Wouldn't it be nice if finding a cure for cancer was just a matter of raising money. Not trying to down-play the importance of money for research, and all the other things that money is needed for in the search for a cure. But, I was just thinking about how much money would be raised if there was some kind of news like " We only need another 6 million for a cure for breast cancer, or we only need another 10 million and colon cancer is history" ....
Don't mind me, just day dreaming again. Anyway, another good article Pat. Hope all is well with you, and of course the rest of my Team Mates. Let's wear our colors proudly and keep raising the money we need to get rid of cancer once and for all....
Best regards,
John
Thank you, April. I should start using "myelomaniacs." As a matter of fact, I think I will! Pat
Hi John-
You make a good point. It isn't all about money. I believe politics, the FDA and the inability to "think outside the box" all contribute to the slow pace of cancer research.

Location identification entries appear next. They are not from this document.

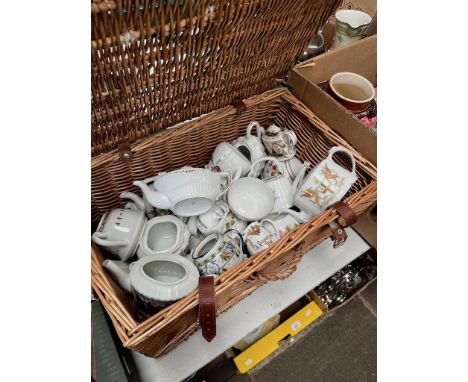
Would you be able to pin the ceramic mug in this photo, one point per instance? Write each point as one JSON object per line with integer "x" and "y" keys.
{"x": 217, "y": 253}
{"x": 251, "y": 146}
{"x": 281, "y": 223}
{"x": 352, "y": 90}
{"x": 279, "y": 143}
{"x": 164, "y": 235}
{"x": 119, "y": 231}
{"x": 327, "y": 184}
{"x": 281, "y": 185}
{"x": 258, "y": 238}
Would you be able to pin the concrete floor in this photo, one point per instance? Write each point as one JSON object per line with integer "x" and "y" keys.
{"x": 342, "y": 346}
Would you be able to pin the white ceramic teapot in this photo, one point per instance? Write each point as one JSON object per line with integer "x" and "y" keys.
{"x": 164, "y": 235}
{"x": 325, "y": 185}
{"x": 186, "y": 192}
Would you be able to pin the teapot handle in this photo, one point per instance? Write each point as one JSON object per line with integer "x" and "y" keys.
{"x": 260, "y": 130}
{"x": 100, "y": 238}
{"x": 264, "y": 159}
{"x": 239, "y": 235}
{"x": 337, "y": 149}
{"x": 292, "y": 137}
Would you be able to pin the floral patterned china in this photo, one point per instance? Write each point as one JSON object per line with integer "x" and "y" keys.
{"x": 326, "y": 184}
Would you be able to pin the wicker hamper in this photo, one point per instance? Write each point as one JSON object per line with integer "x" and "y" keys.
{"x": 159, "y": 63}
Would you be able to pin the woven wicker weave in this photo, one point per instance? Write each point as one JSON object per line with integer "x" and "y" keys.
{"x": 136, "y": 105}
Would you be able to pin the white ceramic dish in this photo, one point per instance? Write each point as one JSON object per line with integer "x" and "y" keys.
{"x": 250, "y": 199}
{"x": 187, "y": 192}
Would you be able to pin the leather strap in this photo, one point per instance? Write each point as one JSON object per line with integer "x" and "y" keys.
{"x": 339, "y": 235}
{"x": 239, "y": 105}
{"x": 207, "y": 312}
{"x": 346, "y": 212}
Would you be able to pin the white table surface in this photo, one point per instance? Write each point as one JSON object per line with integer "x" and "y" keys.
{"x": 268, "y": 300}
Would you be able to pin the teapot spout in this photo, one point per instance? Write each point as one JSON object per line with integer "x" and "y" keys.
{"x": 139, "y": 202}
{"x": 121, "y": 271}
{"x": 155, "y": 198}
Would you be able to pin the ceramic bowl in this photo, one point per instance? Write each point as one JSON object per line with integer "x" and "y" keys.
{"x": 164, "y": 235}
{"x": 119, "y": 232}
{"x": 250, "y": 199}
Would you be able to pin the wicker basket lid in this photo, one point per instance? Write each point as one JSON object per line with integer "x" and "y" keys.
{"x": 155, "y": 64}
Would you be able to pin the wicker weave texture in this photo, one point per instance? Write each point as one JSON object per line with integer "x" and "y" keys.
{"x": 158, "y": 63}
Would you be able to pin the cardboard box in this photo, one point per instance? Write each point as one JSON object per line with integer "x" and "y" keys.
{"x": 361, "y": 58}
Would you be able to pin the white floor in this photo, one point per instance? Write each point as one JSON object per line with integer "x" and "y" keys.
{"x": 266, "y": 301}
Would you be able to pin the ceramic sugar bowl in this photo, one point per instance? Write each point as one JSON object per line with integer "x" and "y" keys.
{"x": 257, "y": 238}
{"x": 326, "y": 184}
{"x": 251, "y": 146}
{"x": 280, "y": 143}
{"x": 217, "y": 253}
{"x": 187, "y": 191}
{"x": 164, "y": 235}
{"x": 290, "y": 167}
{"x": 155, "y": 281}
{"x": 119, "y": 231}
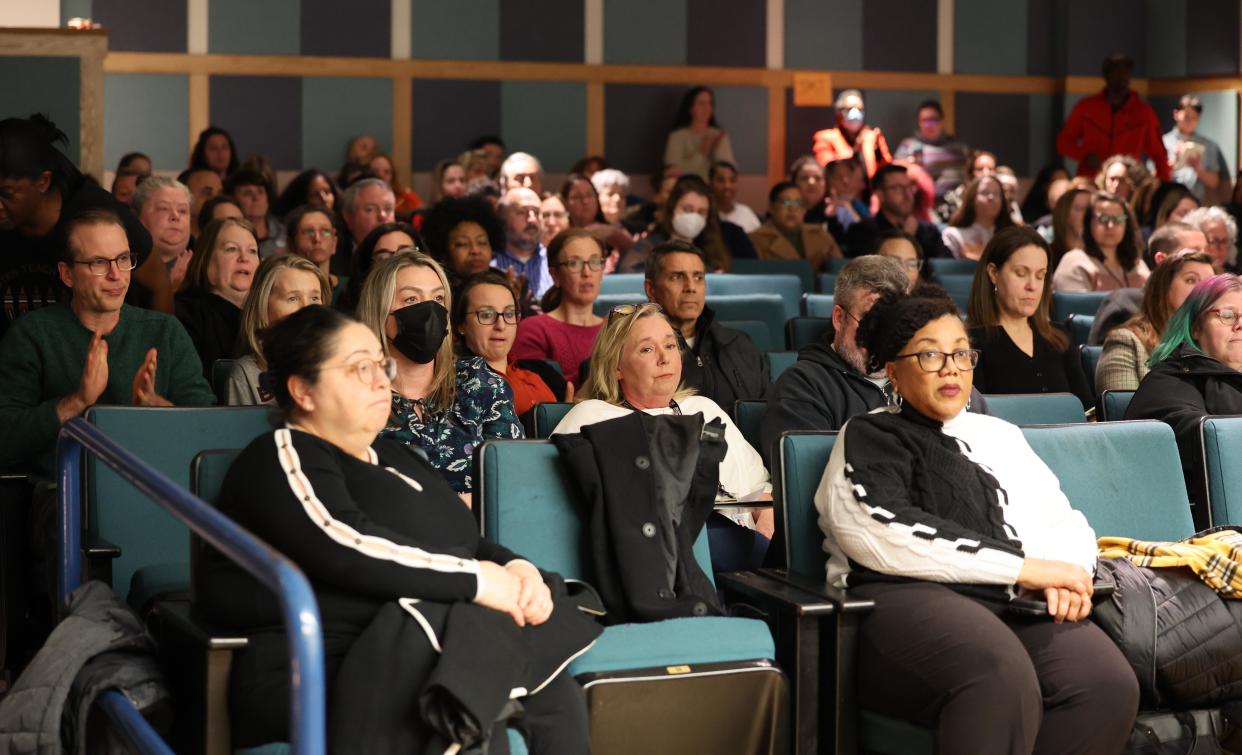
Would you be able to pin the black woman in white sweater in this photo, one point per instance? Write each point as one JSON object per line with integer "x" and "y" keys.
{"x": 942, "y": 515}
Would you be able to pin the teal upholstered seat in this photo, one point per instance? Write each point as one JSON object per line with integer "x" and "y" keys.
{"x": 1036, "y": 409}
{"x": 1222, "y": 448}
{"x": 167, "y": 438}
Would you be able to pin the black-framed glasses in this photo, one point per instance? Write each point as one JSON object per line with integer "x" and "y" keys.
{"x": 1227, "y": 316}
{"x": 99, "y": 266}
{"x": 576, "y": 265}
{"x": 627, "y": 309}
{"x": 367, "y": 369}
{"x": 933, "y": 361}
{"x": 486, "y": 316}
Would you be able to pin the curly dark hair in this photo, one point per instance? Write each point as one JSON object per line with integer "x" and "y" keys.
{"x": 447, "y": 214}
{"x": 896, "y": 317}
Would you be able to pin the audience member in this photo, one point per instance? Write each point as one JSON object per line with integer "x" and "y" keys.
{"x": 902, "y": 492}
{"x": 447, "y": 179}
{"x": 830, "y": 381}
{"x": 810, "y": 178}
{"x": 384, "y": 241}
{"x": 41, "y": 191}
{"x": 486, "y": 316}
{"x": 1114, "y": 121}
{"x": 395, "y": 563}
{"x": 493, "y": 150}
{"x": 220, "y": 276}
{"x": 851, "y": 139}
{"x": 521, "y": 170}
{"x": 282, "y": 286}
{"x": 637, "y": 366}
{"x": 367, "y": 204}
{"x": 723, "y": 178}
{"x": 1122, "y": 175}
{"x": 314, "y": 237}
{"x": 908, "y": 252}
{"x": 1022, "y": 352}
{"x": 523, "y": 255}
{"x": 215, "y": 150}
{"x": 406, "y": 200}
{"x": 942, "y": 154}
{"x": 565, "y": 333}
{"x": 312, "y": 188}
{"x": 691, "y": 216}
{"x": 696, "y": 139}
{"x": 1036, "y": 205}
{"x": 203, "y": 184}
{"x": 1221, "y": 234}
{"x": 1195, "y": 374}
{"x": 1112, "y": 252}
{"x": 255, "y": 194}
{"x": 1197, "y": 162}
{"x": 553, "y": 216}
{"x": 717, "y": 361}
{"x": 440, "y": 404}
{"x": 896, "y": 190}
{"x": 984, "y": 211}
{"x": 611, "y": 186}
{"x": 1128, "y": 348}
{"x": 785, "y": 236}
{"x": 1067, "y": 224}
{"x": 163, "y": 206}
{"x": 463, "y": 235}
{"x": 58, "y": 360}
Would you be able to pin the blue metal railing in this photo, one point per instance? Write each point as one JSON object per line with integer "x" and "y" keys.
{"x": 286, "y": 580}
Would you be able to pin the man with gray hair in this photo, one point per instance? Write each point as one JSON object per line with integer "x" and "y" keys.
{"x": 368, "y": 204}
{"x": 163, "y": 206}
{"x": 829, "y": 383}
{"x": 522, "y": 169}
{"x": 1222, "y": 236}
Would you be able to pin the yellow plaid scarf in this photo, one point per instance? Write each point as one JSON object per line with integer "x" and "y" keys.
{"x": 1216, "y": 556}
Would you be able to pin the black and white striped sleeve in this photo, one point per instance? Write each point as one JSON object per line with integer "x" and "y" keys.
{"x": 865, "y": 504}
{"x": 311, "y": 517}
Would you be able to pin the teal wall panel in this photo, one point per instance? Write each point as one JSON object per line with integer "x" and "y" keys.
{"x": 824, "y": 35}
{"x": 990, "y": 37}
{"x": 650, "y": 32}
{"x": 44, "y": 85}
{"x": 743, "y": 112}
{"x": 462, "y": 30}
{"x": 547, "y": 119}
{"x": 328, "y": 123}
{"x": 149, "y": 113}
{"x": 249, "y": 27}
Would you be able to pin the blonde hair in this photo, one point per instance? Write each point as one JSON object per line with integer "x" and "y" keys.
{"x": 205, "y": 248}
{"x": 373, "y": 309}
{"x": 253, "y": 313}
{"x": 601, "y": 380}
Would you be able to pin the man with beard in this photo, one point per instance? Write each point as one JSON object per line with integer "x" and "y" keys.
{"x": 717, "y": 361}
{"x": 829, "y": 383}
{"x": 523, "y": 256}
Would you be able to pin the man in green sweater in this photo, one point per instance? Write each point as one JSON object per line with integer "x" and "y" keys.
{"x": 58, "y": 360}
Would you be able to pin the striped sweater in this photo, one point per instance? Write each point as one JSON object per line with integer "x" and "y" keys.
{"x": 960, "y": 503}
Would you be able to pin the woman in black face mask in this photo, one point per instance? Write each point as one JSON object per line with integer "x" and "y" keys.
{"x": 440, "y": 404}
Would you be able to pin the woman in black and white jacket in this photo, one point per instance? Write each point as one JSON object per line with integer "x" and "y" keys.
{"x": 940, "y": 515}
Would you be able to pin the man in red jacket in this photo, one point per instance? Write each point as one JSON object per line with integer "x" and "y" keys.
{"x": 1115, "y": 121}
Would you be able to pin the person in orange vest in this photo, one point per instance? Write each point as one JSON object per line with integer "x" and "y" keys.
{"x": 851, "y": 137}
{"x": 1112, "y": 122}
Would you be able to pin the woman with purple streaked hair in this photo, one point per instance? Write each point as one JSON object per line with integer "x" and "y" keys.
{"x": 1195, "y": 373}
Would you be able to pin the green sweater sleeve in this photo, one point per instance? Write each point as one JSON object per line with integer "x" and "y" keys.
{"x": 29, "y": 417}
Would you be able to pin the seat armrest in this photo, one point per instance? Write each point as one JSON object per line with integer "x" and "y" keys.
{"x": 178, "y": 616}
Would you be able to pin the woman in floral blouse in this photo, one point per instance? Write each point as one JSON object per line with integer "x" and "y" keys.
{"x": 441, "y": 405}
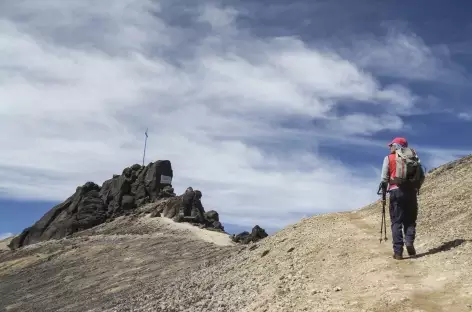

Here's another thing: Lack of communication between research centers and docs. Hopefully computer advances will help with that. But then we will need to deal with budget cuts... Oops! Back to the money thing again- Pat
Good article Pat. I just ordered myself a myeloma awareness Swaroski crystal bracelet and matching earrings! I can't wait to start wearing them. I good way to get the conversation started about myeloma and a special treat for me. LOL
So happy to see this posted on Facebook from a mutual friend. Both of our hubbies have MM and I reposted, too. You look very young to have MM, when were you diagnosed?
Hi Kerrie-
I just turned 55. That is one of those Realtor pictures that is about seven years old. You know, like the pictures on cards which look like they were taken in high school! Before I was diagnosed, everyone used to comment on how young I looked. Myeloma aged me at least ten years. I should really update the picture...
Cynthia-
Where did you order your stuff from? Sounds nice...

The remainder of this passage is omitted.